Gemeindepräsident Bruno Born begrüsste an der Gemeindeversammlung vom Mittwochabend 38 Stimmberechtigte und machte sich sogleich an die reich befrachtete Traktandenliste.

Das Label «Regionaler Naturpark mit nationaler Bedeutung» wird vom Bundesamt für Umwelt für jeweils zehn Jahre erteilt. Ende 2019 läuft dieses Label für den Naturpark Thal aus. Die Zustimmung geben die Gemeinden durch die Unterschrift unter den Parkvertrag 2020-2029. In einer langen Auflistung zeigte Born auf, was der Naturpark im Detail bis heute bewirkt hat.

In der Versammlung war die Wirksamkeit im positiven Sinne unbestritten. So stimmten die anwesenden Stimmberechtigten fast ausnahmslos zu, den Parkvertrag für die nächste zehn Jahre zu erneuern und den Parkfünfliber zu entrichten.

Ja zur Region zum Zweiten

Die täglichen Staus in der Klus sind seit Jahrzehnten ein Thema, das die ganze Region beschäftigt. Born stellte den Anwesenden das Projekt der Verkehrsanbindung Thal vor.

Die Kosten dafür belaufen sich auf 60 bis 65 Millionen Franken. An diese Kosten muss sich die Standortgemeinde Balsthal mit 7 Millionen beteiligen. Da die Lösung allen Thaler Gemeinden dient, empfiehlt die Gemeindepräsidentenkonferenz Thal, sich mit einem Gesamtbetrag von 2 Millionen Franken zu beteiligen. Der Anteil der Gemeinde Aedermannsdorf beträgt 128 400 Franken, verteilt auf zehn Jahre.

Einzelne Voten in der Versammlung zeigen auf, dass sich die Anwesenden der Dringlichkeit dieser Verkehrsmassnahme bewusst sind.
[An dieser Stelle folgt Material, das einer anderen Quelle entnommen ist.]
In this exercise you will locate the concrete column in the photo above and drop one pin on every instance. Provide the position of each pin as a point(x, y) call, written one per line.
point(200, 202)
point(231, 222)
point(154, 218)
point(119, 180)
Der vorgeschlagene Kredit, um die Gemeinde Balsthal zu entlasten, wurde deshalb grossmehrheitlich bewilligt.

Bauland soll veräussert werden

Die Gemeinde verfügt über zirka 15 Aaren Bauland südlich des Schulhausareals. Die Parzelle wurde in drei Stücke aufgeteilt. Der Gemeinderat hat für die Veräusserung des Landes Bedingungen aufgesetzt: Das Bauland darf nur für den Eigenbedarf gekauft werden. Zudem muss ein Bauvorhaben spätestens zwei Jahre nach dem Kauf begonnen werden.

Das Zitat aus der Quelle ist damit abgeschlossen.